Momentum is building as India moves towards meeting its clean energy targets. Recognizing the tremendous growth potential and opportunity to overhaul India’s energy sector, the Ministry of New & Renewable Energy convened policymakers, investors and key clean energy stakeholders at the World Renewable Energy Technology Congress in New Delhi this week to focus on accelerating the market and achieving India’s goals of installing 175 gigawatts (GW) of renewable power by 2022.
India’s Power Minister Piyush Goyal highlighted that India’s efforts on clean energy are a step toward addressing the challenges of climate change while providing universal energy access to all. According to Minister Goyal, with greater “decarbonization, decentralization and digitization” of energy, the world has the opportunity to “leave a better world for the children of tomorrow”. Technology innovation and redirecting investments to renewable energy can help India achieve economic development while reducing fossil fuel use.
According to the Indian government, achieving India’s solar target of 100 GW by 2022 would require at least $100 billion in investment over the next six years. An even a greater amount of financing is needed to achieve India’s 2030 Paris targets. Both, public and private capital, are needed to advance clean energy deployment in India’s cities and villages.
As part of a panel discussion on innovative financing, I highlighted the challenges and emerging solutions for ramping up clean energy in India. NRDC and our partners, the Council on Energy, Environment and Water have engaged with over 80 stakeholder discussions, including high-level government officials, banks, developers, and thought-leaders in India over the past year. There is strong need and support for developing a specialized green investment fund aimed to advance clean energy.
Based on extensive engagement with government and business leaders in India, one key solution that is becoming clear is creating a ring-fenced pool of patient capital that is dedicated to accelerating the flow of finance to underserved clean energy markets. As identified by stakeholders, one of the main solutions is a green investment fund (commonly known as blended financing models, such as green investments banks). A green fund would increase the availability of low-cost, long-term private financing, especially in clean energy market segments that are underserved today, such as rooftop solar, as well as market segments that are on the horizon in advancing clean energy. Green funds amplify the impact of limited government funds by using public funds as a financial lever to attract private investments for clean energy development.
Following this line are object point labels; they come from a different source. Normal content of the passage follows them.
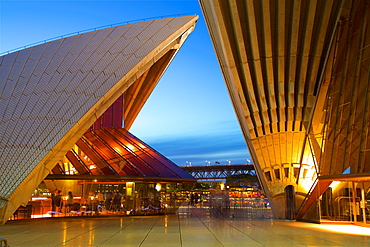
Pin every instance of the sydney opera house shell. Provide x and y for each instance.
(67, 106)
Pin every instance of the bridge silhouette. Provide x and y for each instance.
(219, 171)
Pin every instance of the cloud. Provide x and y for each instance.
(198, 149)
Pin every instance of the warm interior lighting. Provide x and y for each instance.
(334, 184)
(158, 187)
(117, 150)
(131, 147)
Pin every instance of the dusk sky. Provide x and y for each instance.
(189, 116)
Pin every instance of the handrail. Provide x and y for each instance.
(90, 30)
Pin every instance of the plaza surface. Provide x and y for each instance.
(190, 226)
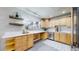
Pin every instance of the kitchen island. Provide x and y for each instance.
(17, 41)
(64, 37)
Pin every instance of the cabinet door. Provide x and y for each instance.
(24, 42)
(57, 36)
(63, 37)
(68, 38)
(44, 35)
(21, 43)
(30, 41)
(18, 43)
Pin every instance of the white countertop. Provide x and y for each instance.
(14, 34)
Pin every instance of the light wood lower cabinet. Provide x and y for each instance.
(24, 42)
(21, 43)
(62, 37)
(9, 44)
(57, 36)
(30, 41)
(68, 38)
(44, 35)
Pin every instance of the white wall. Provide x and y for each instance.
(4, 19)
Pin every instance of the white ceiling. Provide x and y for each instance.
(46, 11)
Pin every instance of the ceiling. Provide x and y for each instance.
(44, 12)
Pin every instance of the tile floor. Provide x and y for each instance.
(48, 45)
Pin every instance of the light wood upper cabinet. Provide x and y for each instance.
(21, 43)
(45, 23)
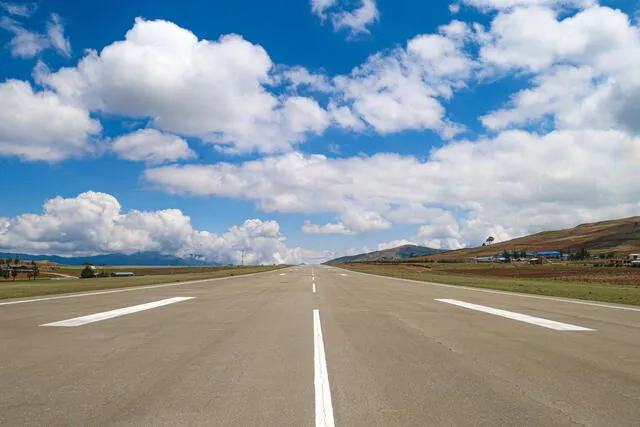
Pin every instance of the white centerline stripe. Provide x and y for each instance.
(558, 326)
(324, 408)
(83, 320)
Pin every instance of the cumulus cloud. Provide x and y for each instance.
(214, 90)
(401, 89)
(151, 146)
(593, 52)
(94, 223)
(41, 126)
(509, 4)
(329, 228)
(355, 20)
(28, 44)
(498, 185)
(319, 7)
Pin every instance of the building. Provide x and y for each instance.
(6, 270)
(122, 274)
(484, 259)
(549, 254)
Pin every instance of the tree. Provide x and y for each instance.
(87, 273)
(35, 270)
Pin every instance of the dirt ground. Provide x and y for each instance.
(619, 276)
(611, 275)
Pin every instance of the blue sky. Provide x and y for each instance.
(331, 126)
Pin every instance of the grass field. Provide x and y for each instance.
(29, 288)
(503, 278)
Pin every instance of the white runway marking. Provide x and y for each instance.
(79, 321)
(513, 294)
(550, 324)
(131, 289)
(324, 408)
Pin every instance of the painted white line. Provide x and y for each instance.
(131, 289)
(324, 408)
(513, 294)
(79, 321)
(545, 323)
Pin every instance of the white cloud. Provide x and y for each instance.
(401, 89)
(510, 185)
(319, 7)
(355, 20)
(40, 126)
(329, 228)
(22, 10)
(213, 90)
(509, 4)
(28, 44)
(95, 223)
(151, 146)
(55, 31)
(594, 52)
(24, 43)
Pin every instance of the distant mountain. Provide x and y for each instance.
(117, 259)
(401, 252)
(621, 236)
Five key initial findings from stakeholders include:
- A green fund would be effective in serving as the focal point for innovative financing and could work with existing government entities to operationalize financing instruments (e.g., aggregation, warehousing, credit enhancement).
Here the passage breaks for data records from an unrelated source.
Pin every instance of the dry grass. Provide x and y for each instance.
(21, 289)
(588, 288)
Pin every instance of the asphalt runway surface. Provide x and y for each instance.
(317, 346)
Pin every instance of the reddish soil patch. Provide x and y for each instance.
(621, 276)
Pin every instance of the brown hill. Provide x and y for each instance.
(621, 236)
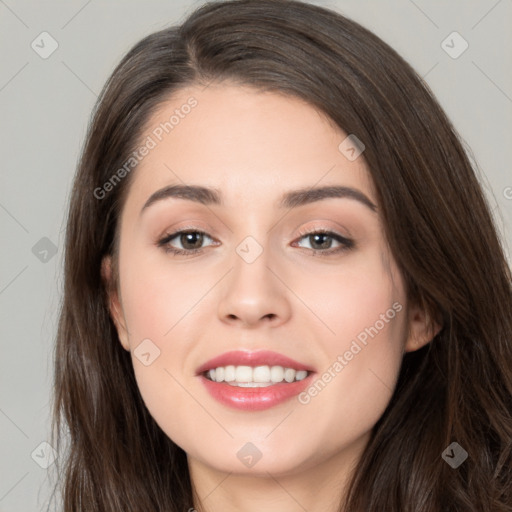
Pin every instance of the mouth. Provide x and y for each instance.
(254, 380)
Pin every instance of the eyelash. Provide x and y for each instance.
(346, 243)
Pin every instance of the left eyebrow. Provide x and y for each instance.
(290, 199)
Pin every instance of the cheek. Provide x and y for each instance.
(363, 316)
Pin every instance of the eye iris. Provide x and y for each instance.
(193, 237)
(324, 245)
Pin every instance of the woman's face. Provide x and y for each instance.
(309, 329)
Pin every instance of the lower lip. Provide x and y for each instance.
(254, 399)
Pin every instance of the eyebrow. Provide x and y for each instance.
(290, 199)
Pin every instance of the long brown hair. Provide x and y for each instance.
(438, 225)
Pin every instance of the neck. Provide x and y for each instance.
(316, 488)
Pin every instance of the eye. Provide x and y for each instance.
(321, 242)
(191, 241)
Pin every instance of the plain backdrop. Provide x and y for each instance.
(46, 101)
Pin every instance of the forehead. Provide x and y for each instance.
(247, 143)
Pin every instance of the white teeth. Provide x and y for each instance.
(289, 375)
(243, 374)
(276, 374)
(229, 374)
(259, 376)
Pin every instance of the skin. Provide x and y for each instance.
(253, 147)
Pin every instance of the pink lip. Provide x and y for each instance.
(258, 358)
(254, 399)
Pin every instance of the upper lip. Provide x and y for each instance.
(252, 358)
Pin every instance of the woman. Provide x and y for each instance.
(337, 334)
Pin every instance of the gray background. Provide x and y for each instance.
(45, 106)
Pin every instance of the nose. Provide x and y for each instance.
(255, 294)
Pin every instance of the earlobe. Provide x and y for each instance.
(422, 329)
(114, 305)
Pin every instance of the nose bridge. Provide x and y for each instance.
(252, 291)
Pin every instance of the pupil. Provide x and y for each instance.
(324, 245)
(187, 236)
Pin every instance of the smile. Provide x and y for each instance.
(254, 381)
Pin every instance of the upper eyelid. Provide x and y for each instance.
(166, 238)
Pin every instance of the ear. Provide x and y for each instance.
(422, 328)
(114, 304)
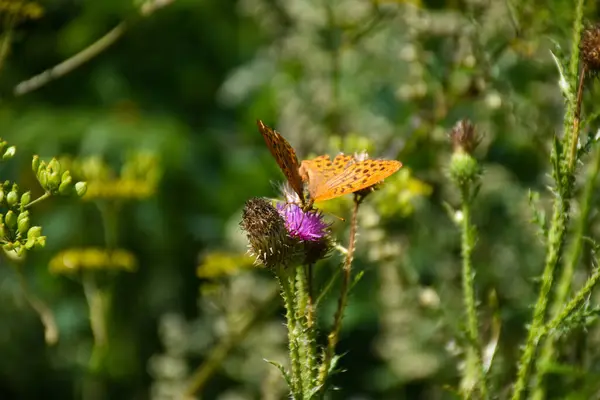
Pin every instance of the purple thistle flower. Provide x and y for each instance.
(307, 226)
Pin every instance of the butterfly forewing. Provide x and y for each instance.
(352, 177)
(285, 156)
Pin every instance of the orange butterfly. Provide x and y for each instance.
(346, 174)
(286, 158)
(326, 179)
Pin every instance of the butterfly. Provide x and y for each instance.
(326, 179)
(286, 158)
(346, 174)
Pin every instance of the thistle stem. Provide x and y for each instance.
(560, 214)
(474, 372)
(286, 282)
(333, 337)
(564, 283)
(306, 341)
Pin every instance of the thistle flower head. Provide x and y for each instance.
(303, 225)
(285, 235)
(268, 238)
(590, 48)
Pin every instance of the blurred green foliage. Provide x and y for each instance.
(161, 124)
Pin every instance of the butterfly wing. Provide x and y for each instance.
(353, 177)
(285, 156)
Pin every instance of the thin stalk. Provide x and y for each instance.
(201, 376)
(555, 242)
(46, 315)
(560, 214)
(474, 375)
(333, 337)
(307, 340)
(565, 280)
(38, 200)
(575, 303)
(72, 62)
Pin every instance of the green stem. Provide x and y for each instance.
(38, 200)
(564, 283)
(286, 282)
(560, 215)
(202, 375)
(333, 337)
(307, 340)
(46, 315)
(474, 371)
(576, 302)
(555, 241)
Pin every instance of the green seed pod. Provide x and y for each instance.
(20, 251)
(23, 223)
(35, 164)
(81, 188)
(464, 168)
(34, 232)
(12, 198)
(43, 178)
(25, 198)
(9, 153)
(40, 242)
(11, 219)
(30, 243)
(66, 186)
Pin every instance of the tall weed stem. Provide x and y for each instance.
(564, 282)
(333, 337)
(474, 373)
(564, 175)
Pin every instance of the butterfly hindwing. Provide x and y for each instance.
(353, 177)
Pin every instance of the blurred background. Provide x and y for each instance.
(158, 116)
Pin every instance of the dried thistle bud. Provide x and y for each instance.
(589, 48)
(464, 137)
(464, 168)
(284, 236)
(267, 234)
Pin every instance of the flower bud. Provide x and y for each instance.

- A green fund that is a mission-driven entity would be effective in drawing in patient capital and would take on projects that are perceived as riskier and are underserved (rooftop solar, off-grid mini grids), in order to accelerate market transformation and stay ahead of the curve.
- A green fund focused on making public investment go further with blended financing from private investment in clean energy and crowding in domestic and international private capital would increase clean energy finance in India to achieve clean energy goals.
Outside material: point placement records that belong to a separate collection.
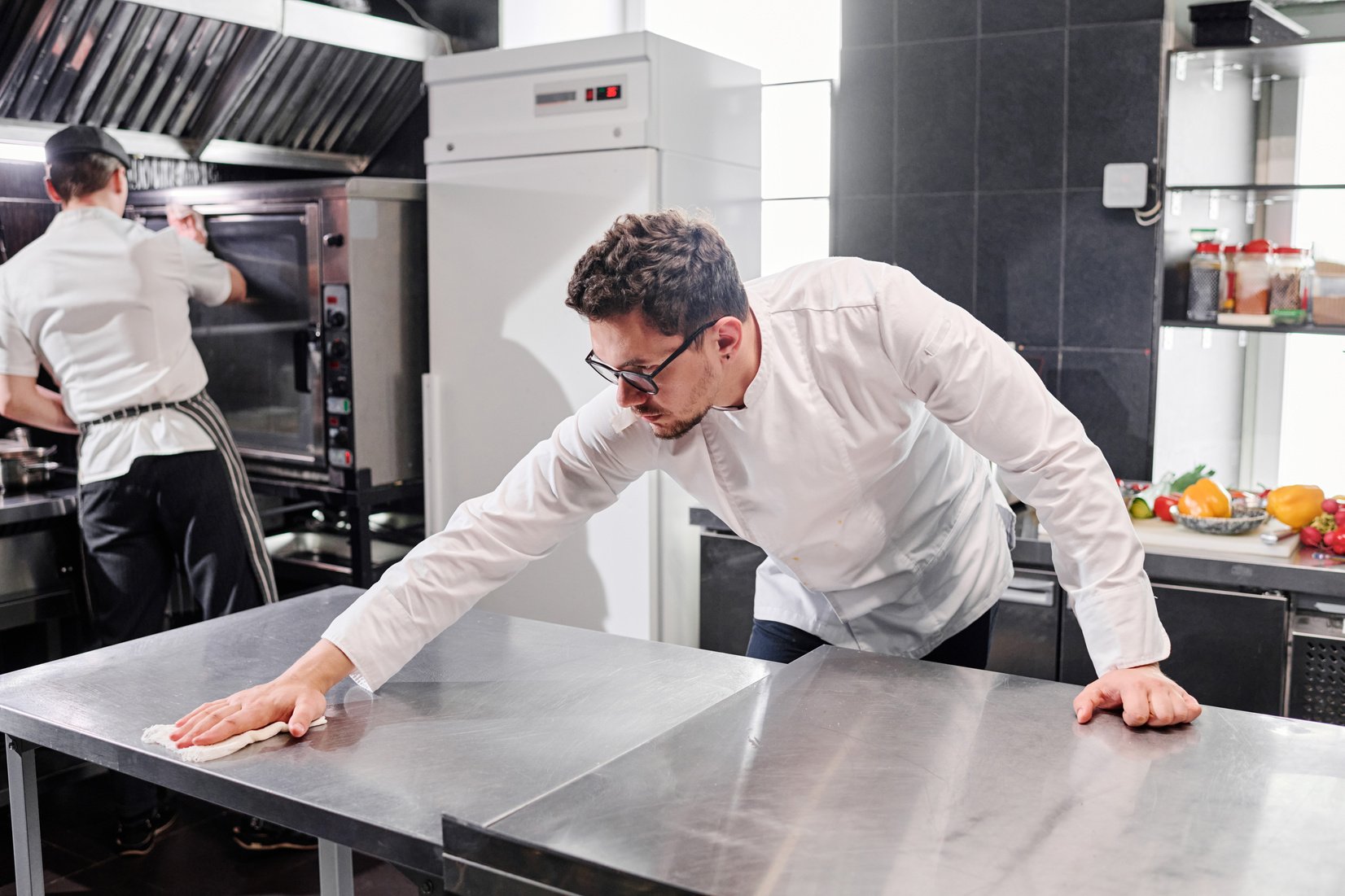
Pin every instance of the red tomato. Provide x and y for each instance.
(1163, 506)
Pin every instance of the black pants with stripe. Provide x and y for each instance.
(138, 529)
(194, 512)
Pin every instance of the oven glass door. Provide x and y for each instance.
(264, 354)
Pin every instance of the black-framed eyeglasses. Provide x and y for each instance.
(645, 382)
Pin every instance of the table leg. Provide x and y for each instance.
(23, 817)
(335, 875)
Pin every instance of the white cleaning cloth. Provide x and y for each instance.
(159, 735)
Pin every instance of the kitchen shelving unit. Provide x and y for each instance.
(1231, 170)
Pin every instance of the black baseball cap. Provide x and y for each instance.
(82, 140)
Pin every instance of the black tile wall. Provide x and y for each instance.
(1113, 97)
(864, 121)
(1019, 265)
(1023, 115)
(24, 221)
(1021, 15)
(864, 24)
(1097, 11)
(1110, 393)
(934, 241)
(936, 117)
(1002, 116)
(864, 228)
(932, 19)
(1109, 292)
(22, 181)
(1045, 362)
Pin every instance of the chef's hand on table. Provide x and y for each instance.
(297, 697)
(1144, 694)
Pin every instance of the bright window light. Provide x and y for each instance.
(22, 152)
(796, 140)
(792, 232)
(1310, 431)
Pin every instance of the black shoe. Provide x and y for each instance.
(257, 834)
(136, 836)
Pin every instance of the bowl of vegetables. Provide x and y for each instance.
(1239, 522)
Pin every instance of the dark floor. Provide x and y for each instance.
(197, 856)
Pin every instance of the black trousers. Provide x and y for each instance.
(167, 512)
(783, 644)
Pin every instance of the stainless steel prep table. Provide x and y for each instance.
(38, 505)
(848, 772)
(491, 715)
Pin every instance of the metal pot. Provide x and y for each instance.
(23, 465)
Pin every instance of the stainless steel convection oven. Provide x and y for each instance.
(319, 370)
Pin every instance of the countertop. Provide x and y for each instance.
(488, 716)
(850, 772)
(1299, 574)
(38, 505)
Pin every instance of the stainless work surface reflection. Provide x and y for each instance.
(848, 772)
(493, 713)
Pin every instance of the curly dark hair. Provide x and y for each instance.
(82, 175)
(674, 268)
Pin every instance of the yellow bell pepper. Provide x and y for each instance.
(1295, 506)
(1206, 498)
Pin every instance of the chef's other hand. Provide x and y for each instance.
(259, 706)
(1144, 694)
(187, 222)
(297, 697)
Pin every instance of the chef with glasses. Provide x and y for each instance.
(841, 416)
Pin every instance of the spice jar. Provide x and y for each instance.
(1289, 286)
(1207, 272)
(1254, 264)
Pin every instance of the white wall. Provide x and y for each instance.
(525, 23)
(1198, 417)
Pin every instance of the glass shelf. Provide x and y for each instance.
(1312, 329)
(1285, 61)
(1255, 187)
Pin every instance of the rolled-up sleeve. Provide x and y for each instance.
(206, 276)
(18, 356)
(988, 395)
(549, 494)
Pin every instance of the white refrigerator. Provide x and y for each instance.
(533, 154)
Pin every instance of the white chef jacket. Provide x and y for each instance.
(857, 461)
(103, 300)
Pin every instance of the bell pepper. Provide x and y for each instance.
(1189, 478)
(1206, 498)
(1295, 506)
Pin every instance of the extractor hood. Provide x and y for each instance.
(266, 82)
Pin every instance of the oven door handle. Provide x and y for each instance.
(305, 345)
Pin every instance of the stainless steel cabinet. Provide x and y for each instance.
(1027, 632)
(1229, 647)
(1317, 661)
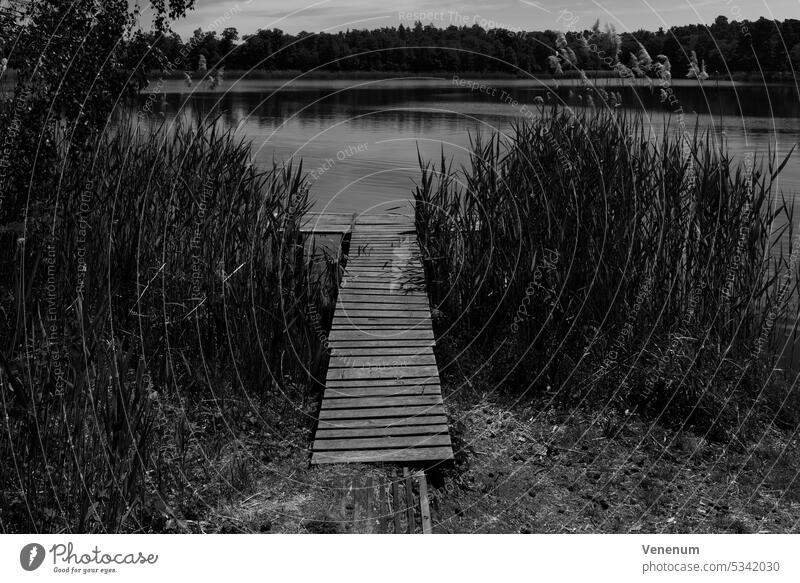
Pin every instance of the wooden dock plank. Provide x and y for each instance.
(380, 401)
(349, 392)
(399, 382)
(416, 454)
(380, 431)
(382, 372)
(382, 442)
(384, 360)
(405, 410)
(403, 421)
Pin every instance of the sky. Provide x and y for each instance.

- The concept of dedicated funds with blended, public and private co-investment is working effectively in India, especially for infrastructure development, since commercial banks are not structured to move quickly unless some of the risk of early deals is taken on by entities with higher risk tolerance.
- A fund manager with deeper market knowledge could work with an existing government agency, such as IREDA (Indian Renewable Energy Development Agency) to build capacity and operationalize the fund.
Creating a green investment fund to channel public to finance innovative solutions can help India overcome a number of these challenges, especially for under-served technologies and geographies. The green investment fund model has been deployed in numerous countries around the world towards financing gaps for clean energy projects, often at the local level. They are publicly capitalized, domestically focused, specialized financial institutions specially established to crowd in private capital to investments in clean energy.
Green investment funds use the same tools and products that some development finance institutions use, including risk mitigation products, co-lending, co-investing, warehousing and securitization, and demonstration projects. Green investment funds have built a track record of success in mainstreaming a variety of new technologies, financial products, and business models, and crowding in private capital using financial innovation and sector expertise.
The key role for the green fund would be to help existing entities to be more effective and increase investment. The market does not need another lender. Rather, the market needs a dedicated entity that has the mandate to grow the market, the expertise to structure innovative transactions and the flexibility to cater to proven but underserved markets. It needs a fund with more patient capital and deeper clean energy finance expertise that leads market transformation. In addition to direct lending at lower rates, the green investment fund can offer financial products that help make commercial banks more comfortable with financing clean energy projects, such as partial credit guarantees or credit insurance.
To maintain the momentum of the renewable energy market, access to higher levels of financing are needed. A green investment fund can help leverage limited public funds to attract foreign investors by building confidence to bring in low-cost capital to develop innovative projects and help deliver the 175 GW target.
This blog is co-authored with Sayantan Sarkar and Anjali Jaiswal, NRDC India Initiative.